Trois attitudes théologiques sont fausses :
– la spiritualité hautaine faite de haine de la terre et de mépris du corps (exemple du catharisme).
– Le panthéisme qui confond le monde et la divinité (« les choses existent en Dieu, mais ne sont pas Dieu »).
– L'agnosticisme qui confond transcendance et extériorité (« le Créateur n'est pas séparé du monde, il est dans chaque brin d'herbe »).
La révélation du Verbe devenu chair tranche définitivement le débat transcendance-immanence : « Le catholicisme n'a rien du spiritualisme éthéré ni de l'universalisme décolorant. Il est une spiritualité de l'Incarnation ».
Il nous faut retrouver le sens de la Création et ne pas nous arrêter à nos lectures, même si elles sont sources de méditation : « Dieu, comme un excellent maître, a pris soin de nous laisser deux écrits parfaits afin de faire notre éducation […]. Ces deux livres divins sont la Création et l’Écriture sainte. » (Thomas d'Aquin)

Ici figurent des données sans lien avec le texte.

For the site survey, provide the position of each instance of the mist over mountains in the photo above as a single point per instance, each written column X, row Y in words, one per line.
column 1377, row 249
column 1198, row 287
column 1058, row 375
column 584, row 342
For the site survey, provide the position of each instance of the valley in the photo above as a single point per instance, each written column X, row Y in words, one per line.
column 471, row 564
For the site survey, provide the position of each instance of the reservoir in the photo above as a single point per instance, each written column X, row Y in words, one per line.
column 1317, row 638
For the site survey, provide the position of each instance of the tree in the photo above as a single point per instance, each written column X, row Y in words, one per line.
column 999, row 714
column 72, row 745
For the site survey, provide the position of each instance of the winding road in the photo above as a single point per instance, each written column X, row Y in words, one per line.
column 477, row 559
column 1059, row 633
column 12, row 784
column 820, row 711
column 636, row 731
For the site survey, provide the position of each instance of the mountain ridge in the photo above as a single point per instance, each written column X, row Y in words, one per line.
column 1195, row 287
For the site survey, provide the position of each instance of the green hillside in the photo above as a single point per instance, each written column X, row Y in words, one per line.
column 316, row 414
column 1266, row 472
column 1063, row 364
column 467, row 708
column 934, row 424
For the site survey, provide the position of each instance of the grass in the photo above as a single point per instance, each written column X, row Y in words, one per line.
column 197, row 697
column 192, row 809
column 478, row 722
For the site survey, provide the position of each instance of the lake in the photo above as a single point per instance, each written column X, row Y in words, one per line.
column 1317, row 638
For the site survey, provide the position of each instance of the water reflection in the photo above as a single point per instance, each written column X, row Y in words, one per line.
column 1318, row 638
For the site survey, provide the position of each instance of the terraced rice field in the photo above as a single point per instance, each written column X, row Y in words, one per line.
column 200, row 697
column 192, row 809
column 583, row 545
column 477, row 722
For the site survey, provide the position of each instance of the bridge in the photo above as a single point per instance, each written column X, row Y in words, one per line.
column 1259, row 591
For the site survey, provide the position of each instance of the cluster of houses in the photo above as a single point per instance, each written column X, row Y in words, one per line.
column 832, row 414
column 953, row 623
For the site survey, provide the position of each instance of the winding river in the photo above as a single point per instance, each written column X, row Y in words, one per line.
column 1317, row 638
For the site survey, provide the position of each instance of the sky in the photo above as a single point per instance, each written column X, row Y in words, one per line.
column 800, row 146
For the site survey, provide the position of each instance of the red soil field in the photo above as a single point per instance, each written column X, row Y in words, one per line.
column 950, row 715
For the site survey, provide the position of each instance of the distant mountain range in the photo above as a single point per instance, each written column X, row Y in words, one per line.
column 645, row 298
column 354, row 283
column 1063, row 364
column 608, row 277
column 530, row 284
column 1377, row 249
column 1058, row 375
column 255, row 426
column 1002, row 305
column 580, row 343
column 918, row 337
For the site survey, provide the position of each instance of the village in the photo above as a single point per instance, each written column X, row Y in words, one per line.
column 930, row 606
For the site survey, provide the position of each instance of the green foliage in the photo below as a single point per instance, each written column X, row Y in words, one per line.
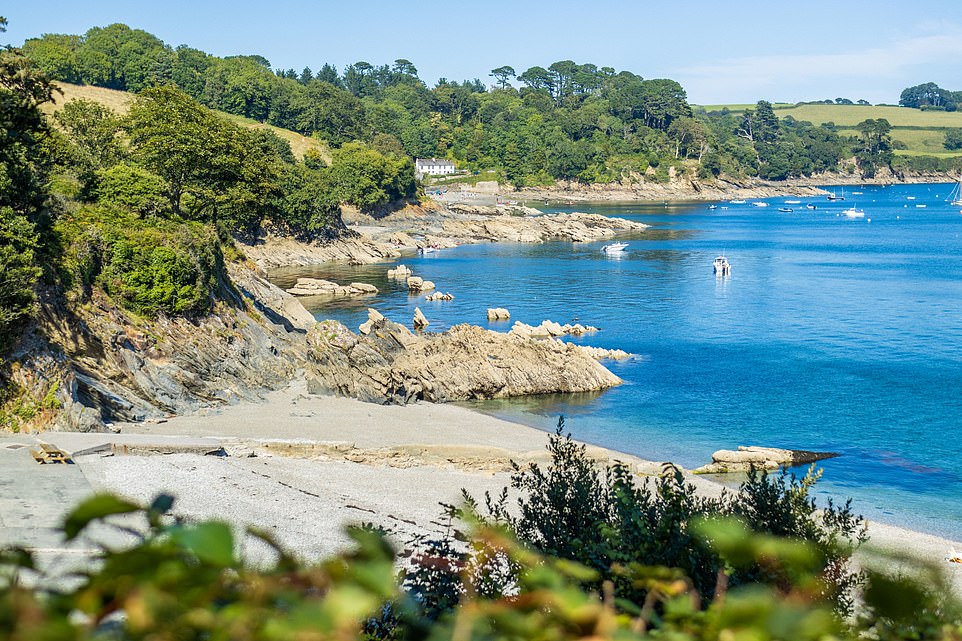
column 953, row 139
column 602, row 518
column 149, row 266
column 366, row 178
column 186, row 581
column 18, row 272
column 92, row 140
column 179, row 580
column 24, row 166
column 133, row 189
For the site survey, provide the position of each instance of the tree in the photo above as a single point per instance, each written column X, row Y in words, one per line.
column 93, row 139
column 953, row 139
column 23, row 172
column 874, row 147
column 185, row 144
column 502, row 74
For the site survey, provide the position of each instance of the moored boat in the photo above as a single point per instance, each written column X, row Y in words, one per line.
column 955, row 196
column 721, row 265
column 852, row 212
column 613, row 248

« Quitte ton pays pour le pays que je t'indiquerai » : cette demande de Dieu à Abraham n'implique pas l'abandon de la terre, mais la prise de conscience qu'elle nous est confiée par le Tout Autre. Nous ne sommes pas propriétaires : « la terre m’appartient et vous n'êtes pour moi que des étrangers et des hôtes »(Lv 25, 23). La terre des ancêtres n'est pas à sacraliser, mais à sanctifier, en y reconnaissant le don divin qui est fait.
« Pourquoi restez-vous à regarder le ciel ? » est-il dit aux disciples tout étonnés du départ de leur maitre. Fabrice Hadjadj, qui aime le paradoxe, nous présente l’Ascension comme une descente, celle de la gloire divine jusque dans notre chair, l'ultime étape de l'Incarnation : « la montée du Christ au Ciel signifie sa plongée dans nos entrailles terreuses ».
La devise bénédictine conclut l'ouvrage : « Prie et travaille. Contemple et laboure. Laboure avec ton âme et contemple avec tes mains. Change l'épée en soc, trace un sillon comme une prière, chante un verset comme une semence, et creuse, creuse toute chose jusqu'à Dieu ».